Calum Holt, Investment analyst

With China’s recent investment in solar power and renewable energy getting progressively cheaper, is a greener world achievable? Calum Holt investigates.

“When things are getting better, we often don’t hear about them. This gives us a systematically too-negative impression of the world around us, which is very stressful.”

Hans Rosling

Hans Rosling was largely talking about global living standards when he made that observation in his book Factfulness, but news about climate change is no different. The headlines which inform the public, and by extension most participants in financial markets, leave us stewing in a marinade of short-term environmental disasters that foreshadow long-term existential uncertainty. Academics alert us to the harm we are doing, and governments make grandiose guarantees, but despite the international targets and corporate promises, the trend line of global temperatures ploughs relentlessly on, up and to the right.

There are two ways to interpret this. The first is to say that this genuinely is a doomed enterprise. Despite the action supposedly taken, climate change represents a truly intractable problem. The sweeping arc of history is too inert for us to make a difference, and we must reinvent our entire mode of life or learn to survive the consequences.

Alternatively, one could view the mounting commitments as a build-up of pressure – pressure that will suddenly be released as a dramatic inflection of progress. The wheels are spinning, but until the rubber hits the road, we won’t be going anywhere. When it does, we will.
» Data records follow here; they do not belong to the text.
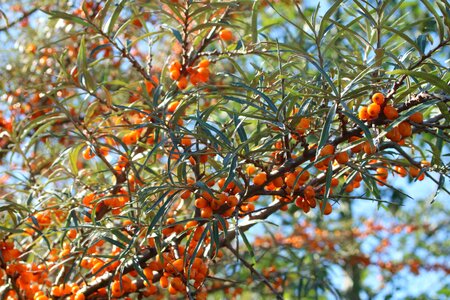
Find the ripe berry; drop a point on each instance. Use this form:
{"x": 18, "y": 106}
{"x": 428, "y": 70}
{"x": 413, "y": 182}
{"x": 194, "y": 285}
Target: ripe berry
{"x": 226, "y": 35}
{"x": 416, "y": 117}
{"x": 373, "y": 110}
{"x": 390, "y": 112}
{"x": 378, "y": 98}
{"x": 342, "y": 157}
{"x": 363, "y": 114}
{"x": 405, "y": 129}
{"x": 260, "y": 179}
{"x": 182, "y": 83}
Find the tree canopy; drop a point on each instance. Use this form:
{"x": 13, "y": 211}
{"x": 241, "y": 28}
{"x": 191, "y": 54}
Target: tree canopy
{"x": 194, "y": 149}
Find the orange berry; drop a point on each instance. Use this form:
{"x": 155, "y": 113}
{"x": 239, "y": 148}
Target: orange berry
{"x": 206, "y": 212}
{"x": 164, "y": 282}
{"x": 416, "y": 117}
{"x": 182, "y": 83}
{"x": 304, "y": 123}
{"x": 175, "y": 74}
{"x": 309, "y": 192}
{"x": 226, "y": 35}
{"x": 260, "y": 178}
{"x": 334, "y": 182}
{"x": 88, "y": 153}
{"x": 363, "y": 114}
{"x": 178, "y": 265}
{"x": 72, "y": 234}
{"x": 173, "y": 106}
{"x": 327, "y": 150}
{"x": 203, "y": 63}
{"x": 373, "y": 110}
{"x": 203, "y": 74}
{"x": 394, "y": 135}
{"x": 382, "y": 173}
{"x": 131, "y": 137}
{"x": 79, "y": 296}
{"x": 390, "y": 112}
{"x": 401, "y": 171}
{"x": 342, "y": 157}
{"x": 405, "y": 129}
{"x": 201, "y": 202}
{"x": 186, "y": 141}
{"x": 378, "y": 98}
{"x": 328, "y": 208}
{"x": 175, "y": 65}
{"x": 357, "y": 148}
{"x": 369, "y": 149}
{"x": 251, "y": 170}
{"x": 414, "y": 171}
I’m in the latter camp. There’s no room for complacency or naïveté when the stakes are so high, but the situation presented by the media often doesn’t marry up with the long-term trajectories of the technologies that can offer us ecological salvation. Abe Lincoln once said that if he had six hours to cut down a tree, he’d spend the first four sharpening his axe. We’ve been honing renewable technologies for the best part of 30 years, but their rollout has only just begun. Here are four reasons to be optimistic about climate change:

Green energy is cheap energy

No-one’s views on climate change were formed instantaneously. We learn more as the years go by and build up an understanding of the problem – and its potential solutions – over time. But this is a space where things move quickly. In the solar energy market, a financial or technological aeon for the rest of us can pass in the space of a few months. In 2009, the average cost of utility-scale solar energy was about $360/MWh. By 2015 it was down to around $64/MWh. Last year, Saudi Arabia inaugurated a solar facility at just $10/MWh.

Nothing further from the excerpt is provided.